To top it off, Sand Mountain is home to the single largest dune in the Great Basin, so if you dare to take it on, you’ll have bragging rights. This area is suitable for Jeeps, ATVs, dirtbikes and more. The land here is spread out, and if you plan on spending a lot of time here, we recommend coming extra prepared with plenty of water, and fuel. 

Old Ephraim’s Grave

Named for an old grizzly bear commemorated by a monument, this forested trail is an out-and-back spot with 19.5 miles to run through. This trail is scenic and historical, as it holds its own share of secrets and lore. 
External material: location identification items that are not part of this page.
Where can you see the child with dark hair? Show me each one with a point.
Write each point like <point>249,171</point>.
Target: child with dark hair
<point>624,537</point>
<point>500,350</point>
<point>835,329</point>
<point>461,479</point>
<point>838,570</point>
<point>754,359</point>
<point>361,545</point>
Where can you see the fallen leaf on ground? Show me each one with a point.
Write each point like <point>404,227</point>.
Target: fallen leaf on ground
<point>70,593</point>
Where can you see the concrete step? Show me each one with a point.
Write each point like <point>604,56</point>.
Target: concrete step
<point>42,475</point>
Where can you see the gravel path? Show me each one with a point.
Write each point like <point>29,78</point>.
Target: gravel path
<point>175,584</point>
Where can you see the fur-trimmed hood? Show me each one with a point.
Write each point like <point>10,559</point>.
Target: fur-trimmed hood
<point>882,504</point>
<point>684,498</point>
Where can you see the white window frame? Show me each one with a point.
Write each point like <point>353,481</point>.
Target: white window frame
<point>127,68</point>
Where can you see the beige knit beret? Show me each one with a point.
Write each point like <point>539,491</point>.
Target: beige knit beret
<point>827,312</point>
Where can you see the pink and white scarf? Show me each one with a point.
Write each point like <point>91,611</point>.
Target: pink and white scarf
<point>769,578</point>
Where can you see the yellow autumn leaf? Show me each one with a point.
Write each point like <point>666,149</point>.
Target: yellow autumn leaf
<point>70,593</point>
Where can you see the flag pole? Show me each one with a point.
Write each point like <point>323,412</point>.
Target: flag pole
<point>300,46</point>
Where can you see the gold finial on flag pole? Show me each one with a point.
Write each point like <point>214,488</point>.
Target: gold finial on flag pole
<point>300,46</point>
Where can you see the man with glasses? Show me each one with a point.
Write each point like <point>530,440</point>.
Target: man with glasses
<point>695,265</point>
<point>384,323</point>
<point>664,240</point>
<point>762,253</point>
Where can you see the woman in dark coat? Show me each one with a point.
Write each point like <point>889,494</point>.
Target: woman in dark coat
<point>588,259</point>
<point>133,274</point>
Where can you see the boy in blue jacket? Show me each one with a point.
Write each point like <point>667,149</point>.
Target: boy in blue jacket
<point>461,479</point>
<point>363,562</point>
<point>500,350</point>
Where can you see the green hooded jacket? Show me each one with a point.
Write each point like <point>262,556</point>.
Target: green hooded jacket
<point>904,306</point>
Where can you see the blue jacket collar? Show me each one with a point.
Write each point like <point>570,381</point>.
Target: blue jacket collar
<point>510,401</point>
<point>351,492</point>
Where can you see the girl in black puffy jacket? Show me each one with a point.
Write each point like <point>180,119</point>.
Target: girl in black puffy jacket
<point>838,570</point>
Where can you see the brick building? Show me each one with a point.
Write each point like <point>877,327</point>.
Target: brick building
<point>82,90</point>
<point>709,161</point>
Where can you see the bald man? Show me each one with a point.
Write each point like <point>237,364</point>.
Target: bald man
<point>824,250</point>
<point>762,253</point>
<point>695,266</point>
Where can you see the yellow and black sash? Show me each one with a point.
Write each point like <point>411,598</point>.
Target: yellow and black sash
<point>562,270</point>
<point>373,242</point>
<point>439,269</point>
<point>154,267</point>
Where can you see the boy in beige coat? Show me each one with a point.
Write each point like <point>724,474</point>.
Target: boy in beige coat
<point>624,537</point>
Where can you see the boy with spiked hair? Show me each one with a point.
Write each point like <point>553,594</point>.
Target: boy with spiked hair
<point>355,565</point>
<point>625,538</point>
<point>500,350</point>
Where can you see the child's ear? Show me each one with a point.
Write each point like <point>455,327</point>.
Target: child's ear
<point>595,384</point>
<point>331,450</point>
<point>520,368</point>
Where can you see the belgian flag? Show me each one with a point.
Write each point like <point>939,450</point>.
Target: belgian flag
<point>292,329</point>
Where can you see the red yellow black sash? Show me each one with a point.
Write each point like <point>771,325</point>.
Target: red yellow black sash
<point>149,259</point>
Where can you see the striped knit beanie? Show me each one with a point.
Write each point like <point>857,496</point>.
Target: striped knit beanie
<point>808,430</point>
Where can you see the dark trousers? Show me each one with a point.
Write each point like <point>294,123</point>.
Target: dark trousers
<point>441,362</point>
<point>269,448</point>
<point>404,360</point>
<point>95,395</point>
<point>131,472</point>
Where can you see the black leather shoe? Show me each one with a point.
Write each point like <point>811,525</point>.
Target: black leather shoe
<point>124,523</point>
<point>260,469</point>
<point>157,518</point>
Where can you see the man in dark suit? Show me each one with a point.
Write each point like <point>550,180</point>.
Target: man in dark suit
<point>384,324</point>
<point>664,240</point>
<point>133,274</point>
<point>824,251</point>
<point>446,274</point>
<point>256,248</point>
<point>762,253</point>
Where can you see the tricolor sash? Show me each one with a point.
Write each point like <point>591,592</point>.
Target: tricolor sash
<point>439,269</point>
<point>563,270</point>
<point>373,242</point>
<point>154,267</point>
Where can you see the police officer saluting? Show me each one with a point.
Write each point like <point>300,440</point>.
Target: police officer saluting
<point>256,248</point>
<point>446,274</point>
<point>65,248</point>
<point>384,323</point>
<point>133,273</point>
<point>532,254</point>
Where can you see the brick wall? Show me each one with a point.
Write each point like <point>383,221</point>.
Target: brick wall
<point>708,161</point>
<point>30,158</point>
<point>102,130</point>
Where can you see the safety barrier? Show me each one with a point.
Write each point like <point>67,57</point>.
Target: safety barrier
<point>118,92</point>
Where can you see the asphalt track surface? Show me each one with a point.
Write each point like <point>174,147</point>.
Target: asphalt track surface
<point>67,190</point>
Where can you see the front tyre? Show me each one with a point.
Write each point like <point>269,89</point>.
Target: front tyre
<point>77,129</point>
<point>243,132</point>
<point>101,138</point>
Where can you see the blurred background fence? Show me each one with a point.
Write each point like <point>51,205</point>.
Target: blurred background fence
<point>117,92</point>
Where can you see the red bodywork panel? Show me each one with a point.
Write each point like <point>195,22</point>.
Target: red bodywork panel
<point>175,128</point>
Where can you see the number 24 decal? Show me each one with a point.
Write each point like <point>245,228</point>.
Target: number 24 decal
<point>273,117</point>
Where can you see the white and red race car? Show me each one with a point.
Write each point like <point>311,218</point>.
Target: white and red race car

In regards to off-roading however, this trail is suitable for off-road vehicles of all kinds. The terrain consists mostly of dirt with some crops of rocky soil or stones. The trail is considered moderately challenging to complete. 

Valley Of The Gods

Well, with a name like that, how could we not include The Valley Of The Gods in this post? This trail is a very scenic point-to-point, ideal for drivers interested in taking in some of nature’s beauty. Rather than being a trail for technical drives, this gravel road brings plenty of sun and quintessentially Utahn sights, so we recommend bringing a camera! 

You can even camp alongside the road, if you would like to spend some extra time out there. We couldn’t recommend it enough, as the valley is beautiful at night! 

The Shafer Trail

Complete with plenty of mega steep hills and overhanging rocks, this trail would make a great experience for drivers looking for a challenge without requiring a super modified rock crawler. The road can however be dangerous, and caution is advised, as the steep and curving paths down the hills are super narrow, and may prove difficult to navigate. 

The trail is mostly unpaved and is 19-miles long. Unfortunately no ATVs are allowed on the trail, but those of us with a Jeep should have an enjoyable experience. This path is considered moderately difficult, but should prove accessible to recreational off-roaders. 


Utah is a state chock full of beautiful outdoor sites spanning from sparse sand dunes, to rocky outcroppings, and even into forests! With so much amazing land it is no wonder that a multitude of world class trails are to be found across the state. 

You surely have your work cut out for you picking the best one! Good luck!